Both girls love to get really serious and cover their eyes when we say the prayer (something I’ve only seen our 11 year old friend Anna and the cast of “Fiddler on the Roof” do, but it’s cute) and Annabelle’s been working to memorize the Hebrew words. Of course she was going to ask what they mean.
I’m pretty sure we don’t do Hanukkah exactly right. I always say the prayer over the Sabbath candles, but switch out Shabbat for Hanukkah. You can get fancier. Do the words mean anything? Damned if I know, but I do know the translation, which I shared with Annabelle:
Blessed art thou, O Lord our God, King of the Universe, who has commanded us to light the the Hanukkah candles.
I said it all in a rush, then I stopped and looked at Annabelle, who had announced she did not believe in God when she was, oh, I think 3.

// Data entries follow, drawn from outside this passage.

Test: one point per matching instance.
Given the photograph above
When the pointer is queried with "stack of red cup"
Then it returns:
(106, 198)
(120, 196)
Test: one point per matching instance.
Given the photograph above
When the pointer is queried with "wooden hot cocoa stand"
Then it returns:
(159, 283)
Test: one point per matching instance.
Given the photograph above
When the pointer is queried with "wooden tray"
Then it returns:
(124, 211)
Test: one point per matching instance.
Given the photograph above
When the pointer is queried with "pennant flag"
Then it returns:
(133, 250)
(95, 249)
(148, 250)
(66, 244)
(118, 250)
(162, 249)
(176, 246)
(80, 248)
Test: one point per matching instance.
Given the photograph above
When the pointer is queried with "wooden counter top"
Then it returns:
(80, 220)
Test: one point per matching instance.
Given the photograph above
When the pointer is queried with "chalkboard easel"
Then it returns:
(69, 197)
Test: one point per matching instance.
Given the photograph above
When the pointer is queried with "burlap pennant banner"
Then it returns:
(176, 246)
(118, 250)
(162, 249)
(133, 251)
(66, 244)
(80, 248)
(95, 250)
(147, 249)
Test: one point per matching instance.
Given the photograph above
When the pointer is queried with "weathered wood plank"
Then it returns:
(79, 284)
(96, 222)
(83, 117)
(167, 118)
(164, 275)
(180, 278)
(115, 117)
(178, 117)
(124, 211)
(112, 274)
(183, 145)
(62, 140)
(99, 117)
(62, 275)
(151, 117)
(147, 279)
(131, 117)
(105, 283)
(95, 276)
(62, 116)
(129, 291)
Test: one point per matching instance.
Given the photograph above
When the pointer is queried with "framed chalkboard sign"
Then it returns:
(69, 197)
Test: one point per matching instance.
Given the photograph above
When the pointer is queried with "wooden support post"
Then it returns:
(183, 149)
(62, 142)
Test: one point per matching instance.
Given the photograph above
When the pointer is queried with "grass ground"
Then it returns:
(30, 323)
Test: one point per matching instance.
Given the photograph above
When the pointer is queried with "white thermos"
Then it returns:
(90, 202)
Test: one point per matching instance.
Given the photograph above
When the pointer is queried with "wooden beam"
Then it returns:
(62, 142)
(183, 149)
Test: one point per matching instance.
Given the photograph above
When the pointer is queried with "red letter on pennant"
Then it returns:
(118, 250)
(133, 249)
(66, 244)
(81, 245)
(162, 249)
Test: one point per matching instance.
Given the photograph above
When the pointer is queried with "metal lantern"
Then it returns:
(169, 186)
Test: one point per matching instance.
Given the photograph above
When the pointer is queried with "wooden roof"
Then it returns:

(And command? The closest anyone’s come in our house to commanding anyone to do anything recently was the other day when I told Annabelle to pick up the innards of the dog toy the puppy had ripped out, in exchange for a dollar. “I already have lots of dollars,” my typically sweet girl scoffed, walking away. For better or worse, hierarchies aren’t a big thing in our house.)
Annabelle looked at me. Before she could say anything, I said, “You know, lots of people believe there’s a God, a guy with white hair sitting up there making all the decisions and telling people what to do. I know we don’t. There’s a lot of stuff about being Jewish we don’t believe.”
“But there are some things about being Jewish that we do believe, right?” Annabelle asked.
“Yes,” I answered, wracking my brain.
Luckily, and oddly, she didn’t ask for specifics. She went back to staring at the lights, then it was time to eat dinner.
There are two more nights of Hanukkah left; I don’t think I’m getting out of Hanukkah this year without more questions.